Kıymetli dost,
Ey kalpleri yolculuklara çağıran Rabbim, bu satırları okuyan her gönle sekinet, her adımına bereket nasip eyle…
Kıymetli dost, Yine bir yolculuğa çıkmak üzere gönlünün kapısını mahcup bir edayla tıklatıyorum. Belki “yine mi sen?” diye iç geçiriyorsun, belki de bir dostun sesiyle hayata ve yola merhaba diyerek günü karşılıyorsun.
Her yolculuk bir çağrıyla başlar; kimi zaman bir rüya, kimi zaman bir sızı, kimi zaman da içimizde yankılanan bir dua olur bu çağrı. Yine bir yolculuk öncesi yasladım gönlümü Yaratan’a, döndüm yüzümü yollara. Hangi yol selamette, hangi yol çıkmazda? Hangi yolda nasip beni bekler? Hangi yolda bana yol arkadaşı olacak güzel insanlarla gönlüm buluşacak? “Ya Nasip” diyerek halis bir niyetle yola revan oldum.

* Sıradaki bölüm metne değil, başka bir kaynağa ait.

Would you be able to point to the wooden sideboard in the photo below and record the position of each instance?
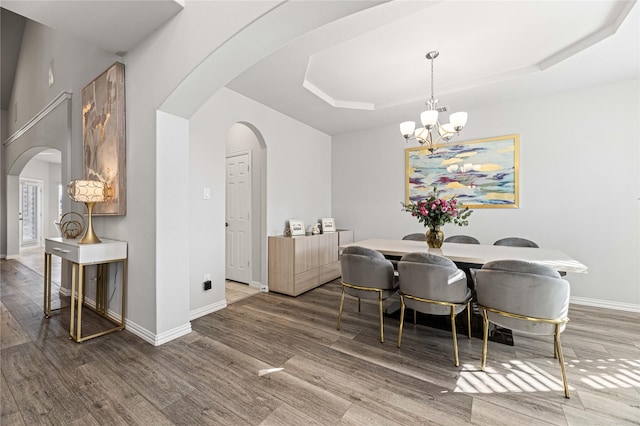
(298, 264)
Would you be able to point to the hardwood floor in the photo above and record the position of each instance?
(278, 360)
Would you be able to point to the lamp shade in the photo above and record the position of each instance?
(87, 191)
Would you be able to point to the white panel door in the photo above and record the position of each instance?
(30, 214)
(238, 207)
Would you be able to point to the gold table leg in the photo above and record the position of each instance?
(47, 285)
(73, 298)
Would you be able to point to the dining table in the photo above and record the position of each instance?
(475, 255)
(468, 257)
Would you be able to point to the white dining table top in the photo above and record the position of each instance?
(476, 254)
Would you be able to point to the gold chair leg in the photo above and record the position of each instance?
(455, 337)
(565, 382)
(401, 319)
(485, 337)
(381, 319)
(340, 311)
(469, 320)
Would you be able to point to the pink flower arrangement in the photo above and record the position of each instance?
(434, 212)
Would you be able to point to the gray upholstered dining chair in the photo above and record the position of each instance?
(366, 274)
(462, 239)
(515, 242)
(525, 297)
(417, 236)
(433, 285)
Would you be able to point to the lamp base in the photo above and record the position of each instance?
(90, 236)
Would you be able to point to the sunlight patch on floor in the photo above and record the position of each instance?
(527, 376)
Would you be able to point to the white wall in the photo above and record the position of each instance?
(579, 185)
(298, 168)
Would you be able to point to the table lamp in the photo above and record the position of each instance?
(88, 192)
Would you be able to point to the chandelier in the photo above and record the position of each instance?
(433, 133)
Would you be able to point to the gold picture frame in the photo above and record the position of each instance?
(480, 173)
(103, 133)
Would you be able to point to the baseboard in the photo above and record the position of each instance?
(158, 339)
(607, 304)
(141, 332)
(200, 312)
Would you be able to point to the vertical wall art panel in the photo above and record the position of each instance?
(480, 173)
(103, 130)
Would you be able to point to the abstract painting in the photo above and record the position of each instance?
(480, 173)
(103, 132)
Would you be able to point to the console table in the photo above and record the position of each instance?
(80, 256)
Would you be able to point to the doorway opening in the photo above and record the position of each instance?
(30, 214)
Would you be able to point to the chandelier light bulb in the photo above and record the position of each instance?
(407, 128)
(429, 118)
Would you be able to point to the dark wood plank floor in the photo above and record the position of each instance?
(277, 360)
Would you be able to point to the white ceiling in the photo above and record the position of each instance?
(113, 25)
(369, 69)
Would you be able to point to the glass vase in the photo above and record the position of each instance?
(435, 237)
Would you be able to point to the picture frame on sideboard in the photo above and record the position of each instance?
(296, 226)
(328, 225)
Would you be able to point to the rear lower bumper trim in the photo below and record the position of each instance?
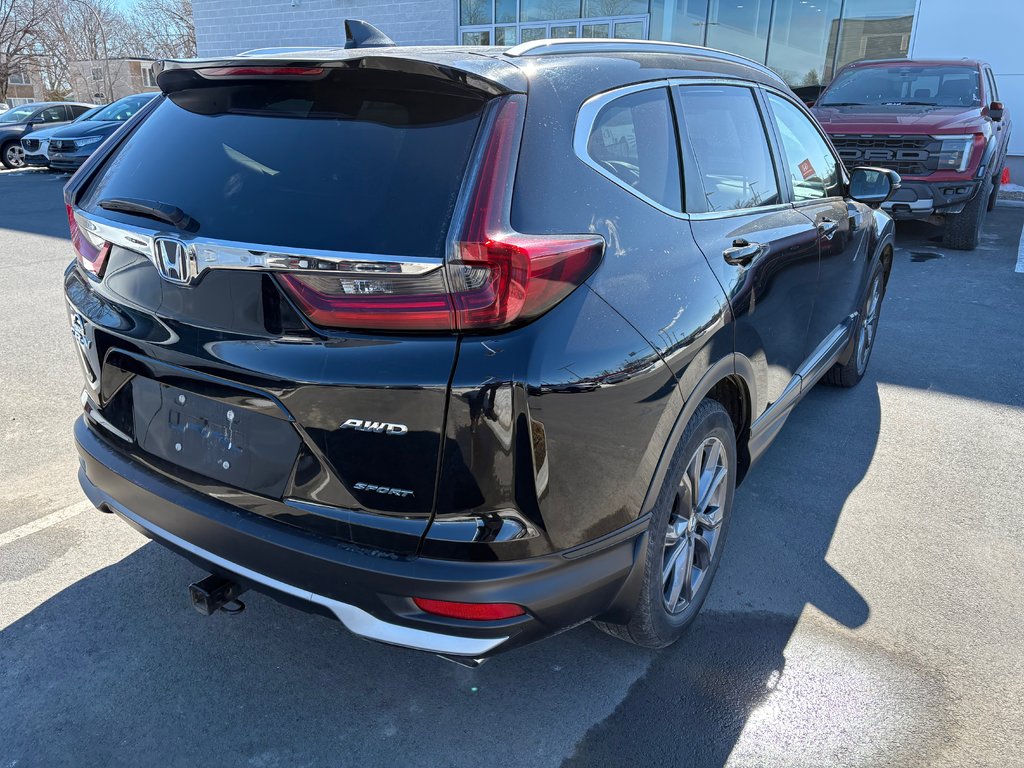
(355, 620)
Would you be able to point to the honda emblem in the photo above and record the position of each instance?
(173, 260)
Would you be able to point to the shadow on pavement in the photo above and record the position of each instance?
(117, 669)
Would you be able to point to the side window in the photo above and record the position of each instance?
(810, 163)
(993, 92)
(633, 138)
(730, 150)
(51, 115)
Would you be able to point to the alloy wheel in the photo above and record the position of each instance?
(868, 325)
(15, 156)
(694, 525)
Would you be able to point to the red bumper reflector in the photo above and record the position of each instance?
(469, 611)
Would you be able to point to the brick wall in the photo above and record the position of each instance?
(225, 27)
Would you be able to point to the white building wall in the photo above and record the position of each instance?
(226, 27)
(988, 30)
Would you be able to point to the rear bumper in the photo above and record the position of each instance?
(369, 592)
(915, 200)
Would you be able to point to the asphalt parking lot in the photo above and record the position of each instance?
(867, 611)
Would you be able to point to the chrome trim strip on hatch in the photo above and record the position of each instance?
(355, 620)
(209, 253)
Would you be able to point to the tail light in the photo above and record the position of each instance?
(494, 276)
(469, 611)
(90, 250)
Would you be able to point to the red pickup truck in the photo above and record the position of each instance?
(939, 124)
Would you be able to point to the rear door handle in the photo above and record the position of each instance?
(743, 252)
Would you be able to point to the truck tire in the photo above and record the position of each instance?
(963, 230)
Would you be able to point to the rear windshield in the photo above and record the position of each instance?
(935, 86)
(324, 165)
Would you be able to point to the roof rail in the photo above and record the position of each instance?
(606, 45)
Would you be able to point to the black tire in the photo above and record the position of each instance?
(3, 156)
(994, 197)
(651, 624)
(963, 230)
(853, 371)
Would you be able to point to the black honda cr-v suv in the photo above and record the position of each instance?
(462, 346)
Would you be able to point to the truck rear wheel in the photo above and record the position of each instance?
(963, 230)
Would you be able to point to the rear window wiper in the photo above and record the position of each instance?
(152, 209)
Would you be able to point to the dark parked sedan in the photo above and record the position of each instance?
(19, 121)
(71, 145)
(459, 346)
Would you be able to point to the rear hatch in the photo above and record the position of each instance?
(261, 303)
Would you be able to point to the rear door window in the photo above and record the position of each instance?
(633, 140)
(326, 165)
(812, 167)
(727, 138)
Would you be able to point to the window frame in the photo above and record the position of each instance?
(779, 150)
(587, 118)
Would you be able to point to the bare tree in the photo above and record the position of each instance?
(166, 28)
(22, 24)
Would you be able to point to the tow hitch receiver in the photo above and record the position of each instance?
(216, 593)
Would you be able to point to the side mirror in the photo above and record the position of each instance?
(873, 185)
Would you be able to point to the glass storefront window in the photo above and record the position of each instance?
(802, 34)
(505, 11)
(873, 29)
(505, 36)
(474, 12)
(605, 8)
(679, 20)
(629, 30)
(548, 10)
(739, 26)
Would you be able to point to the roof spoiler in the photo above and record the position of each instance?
(359, 34)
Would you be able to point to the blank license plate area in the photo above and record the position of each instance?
(233, 445)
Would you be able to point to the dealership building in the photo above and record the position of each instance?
(806, 41)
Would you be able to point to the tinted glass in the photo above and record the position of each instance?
(634, 138)
(809, 162)
(51, 115)
(729, 144)
(123, 108)
(945, 86)
(325, 165)
(17, 115)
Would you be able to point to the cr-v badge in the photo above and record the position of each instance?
(376, 426)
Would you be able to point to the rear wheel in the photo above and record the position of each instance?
(963, 230)
(867, 326)
(687, 531)
(12, 155)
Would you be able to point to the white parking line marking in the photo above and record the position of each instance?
(44, 522)
(1020, 253)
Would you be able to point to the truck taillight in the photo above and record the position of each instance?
(493, 278)
(90, 250)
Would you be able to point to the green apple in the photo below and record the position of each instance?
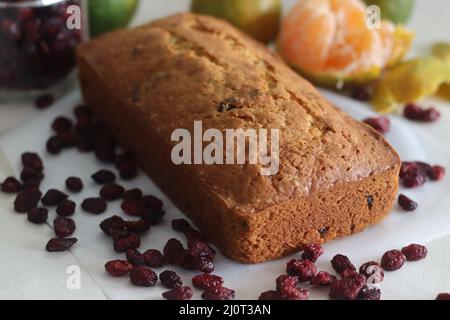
(398, 11)
(259, 18)
(107, 15)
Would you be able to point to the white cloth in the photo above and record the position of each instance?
(27, 271)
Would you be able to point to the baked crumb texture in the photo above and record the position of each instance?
(337, 176)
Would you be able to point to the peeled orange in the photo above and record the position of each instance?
(331, 42)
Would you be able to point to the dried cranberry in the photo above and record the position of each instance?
(312, 252)
(135, 257)
(436, 173)
(207, 281)
(305, 270)
(415, 252)
(62, 124)
(131, 242)
(154, 258)
(179, 294)
(373, 271)
(60, 245)
(218, 293)
(32, 161)
(54, 198)
(393, 260)
(286, 281)
(181, 225)
(118, 268)
(170, 279)
(38, 215)
(55, 145)
(341, 263)
(406, 203)
(74, 184)
(443, 297)
(143, 277)
(173, 251)
(44, 101)
(323, 279)
(380, 124)
(133, 194)
(94, 205)
(64, 227)
(347, 288)
(112, 192)
(114, 222)
(139, 226)
(11, 185)
(369, 293)
(104, 177)
(66, 208)
(133, 207)
(25, 202)
(271, 295)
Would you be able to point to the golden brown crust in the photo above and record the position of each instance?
(163, 76)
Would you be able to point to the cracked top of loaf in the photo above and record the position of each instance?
(179, 69)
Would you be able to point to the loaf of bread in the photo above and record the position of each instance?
(336, 175)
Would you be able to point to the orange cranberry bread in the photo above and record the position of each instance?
(337, 176)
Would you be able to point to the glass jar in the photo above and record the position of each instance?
(37, 43)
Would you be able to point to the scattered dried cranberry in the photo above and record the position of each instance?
(44, 101)
(55, 145)
(207, 281)
(415, 252)
(60, 245)
(112, 192)
(443, 297)
(66, 208)
(373, 271)
(271, 295)
(54, 198)
(135, 257)
(369, 293)
(114, 222)
(181, 225)
(305, 270)
(74, 184)
(131, 242)
(416, 113)
(323, 279)
(393, 260)
(94, 205)
(64, 227)
(32, 161)
(104, 177)
(406, 203)
(179, 294)
(25, 202)
(173, 251)
(380, 124)
(312, 252)
(170, 279)
(134, 207)
(218, 293)
(118, 268)
(62, 124)
(347, 288)
(154, 258)
(38, 215)
(11, 185)
(143, 277)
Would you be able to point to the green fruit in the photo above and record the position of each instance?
(108, 15)
(398, 11)
(259, 18)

Fakat içimi kemiren bir hissi de bir kenara bırakamıyorum. Uzun bir zamandır birlikte yol aldığımız bu yolculuklarla, gözlerine ve gönlüne misafir olduklarımı acaba yoruyor, gönüllerini sıkıyor muyum? Yazdığım kelimelerle kalplerine sekinet sunabiliyor muyum? Bu yolculuklarımızla tozlanan gönül aynalarınızı arındırabiliyor muyum?

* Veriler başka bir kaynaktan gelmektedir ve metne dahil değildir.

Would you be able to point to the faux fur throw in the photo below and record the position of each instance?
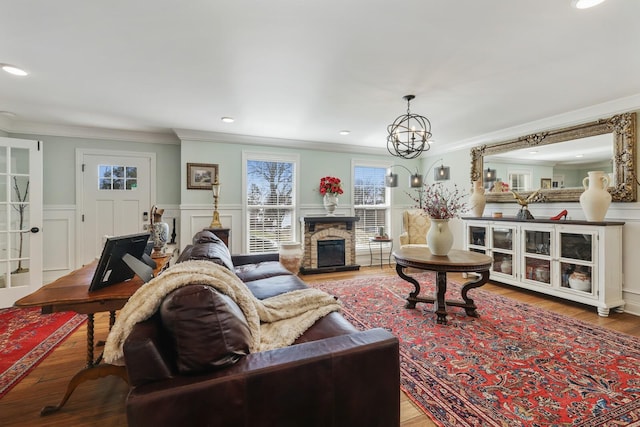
(273, 322)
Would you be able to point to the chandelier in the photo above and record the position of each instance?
(408, 134)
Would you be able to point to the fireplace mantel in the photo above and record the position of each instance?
(320, 228)
(311, 221)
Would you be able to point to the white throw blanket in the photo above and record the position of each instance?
(273, 322)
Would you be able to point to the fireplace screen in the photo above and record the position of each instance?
(331, 253)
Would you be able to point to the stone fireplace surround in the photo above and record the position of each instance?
(328, 228)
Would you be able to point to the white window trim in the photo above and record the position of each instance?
(269, 157)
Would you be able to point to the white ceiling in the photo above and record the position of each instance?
(304, 70)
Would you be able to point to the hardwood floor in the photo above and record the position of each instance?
(101, 402)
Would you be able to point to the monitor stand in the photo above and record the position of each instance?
(141, 268)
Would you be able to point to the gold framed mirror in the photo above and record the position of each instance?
(609, 144)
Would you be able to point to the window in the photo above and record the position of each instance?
(111, 177)
(270, 201)
(370, 202)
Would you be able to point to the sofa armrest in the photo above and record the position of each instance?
(243, 259)
(348, 380)
(143, 351)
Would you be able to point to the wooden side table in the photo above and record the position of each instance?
(455, 261)
(71, 293)
(381, 243)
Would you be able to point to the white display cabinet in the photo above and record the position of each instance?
(576, 260)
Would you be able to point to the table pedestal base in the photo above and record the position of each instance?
(90, 373)
(439, 302)
(94, 369)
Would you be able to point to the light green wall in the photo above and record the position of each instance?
(314, 164)
(59, 157)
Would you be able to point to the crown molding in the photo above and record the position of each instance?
(89, 132)
(571, 118)
(220, 137)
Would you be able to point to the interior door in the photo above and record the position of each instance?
(20, 219)
(116, 193)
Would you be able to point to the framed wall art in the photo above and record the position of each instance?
(200, 176)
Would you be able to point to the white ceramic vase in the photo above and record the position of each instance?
(330, 201)
(439, 237)
(595, 200)
(477, 200)
(291, 255)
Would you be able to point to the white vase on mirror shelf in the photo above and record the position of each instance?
(596, 199)
(477, 200)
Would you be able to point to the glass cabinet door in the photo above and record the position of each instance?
(537, 250)
(477, 236)
(576, 260)
(502, 238)
(537, 242)
(503, 249)
(577, 246)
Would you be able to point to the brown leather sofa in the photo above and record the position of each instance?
(189, 363)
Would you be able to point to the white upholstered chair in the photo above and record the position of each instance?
(415, 224)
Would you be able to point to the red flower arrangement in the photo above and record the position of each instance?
(330, 185)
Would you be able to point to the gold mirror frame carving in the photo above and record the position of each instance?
(621, 126)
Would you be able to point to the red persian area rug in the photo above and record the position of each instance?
(515, 365)
(27, 337)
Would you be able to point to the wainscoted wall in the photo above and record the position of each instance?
(59, 233)
(59, 238)
(196, 217)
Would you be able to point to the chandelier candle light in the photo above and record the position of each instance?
(408, 134)
(215, 187)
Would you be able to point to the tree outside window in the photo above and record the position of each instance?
(270, 204)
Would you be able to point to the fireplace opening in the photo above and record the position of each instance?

Belki de kelimelerim, bir yük değil bir yoldaş olmalıydı. Belki de her satır, bir aynayı değil, bir nefesi taşımalıydı gönüllere…
Elbette ki içinde yaşadığımız teknolojik bir zamanda, her şeyin üç beş kelimeye sığdırılmaya çalışıldığı bir mecrada bizimle olmak sıkıcı da olabilir, gönle hoşnutluk da katabilir. Bu düşüncelerle, kalpten damıtılan muhabbet mürekkebiyle satırların arasından sana bir dost eli uzatıyor ve seni yolculuğumuza davet ediyorum.
Çünkü bir hakikat var: Kelimeler ilk bakışta değil, vakti geldiğinde kalplerde yankı bulur. Rızık, sadece mideyi değil, kalbi de doyuran bir nimettir. Ve bu yolculuk, sadece bir geçim meselesi değil; bir teslimiyet, bir tevekkül, bir arayış meselesidir.
Okuyacağınız bu satırların kalplerinizde yankı bulması duasıyla… Haydi, hayatın tüm sıkıntılarına rağmen gel, birlikte bir yolculuk yapalım.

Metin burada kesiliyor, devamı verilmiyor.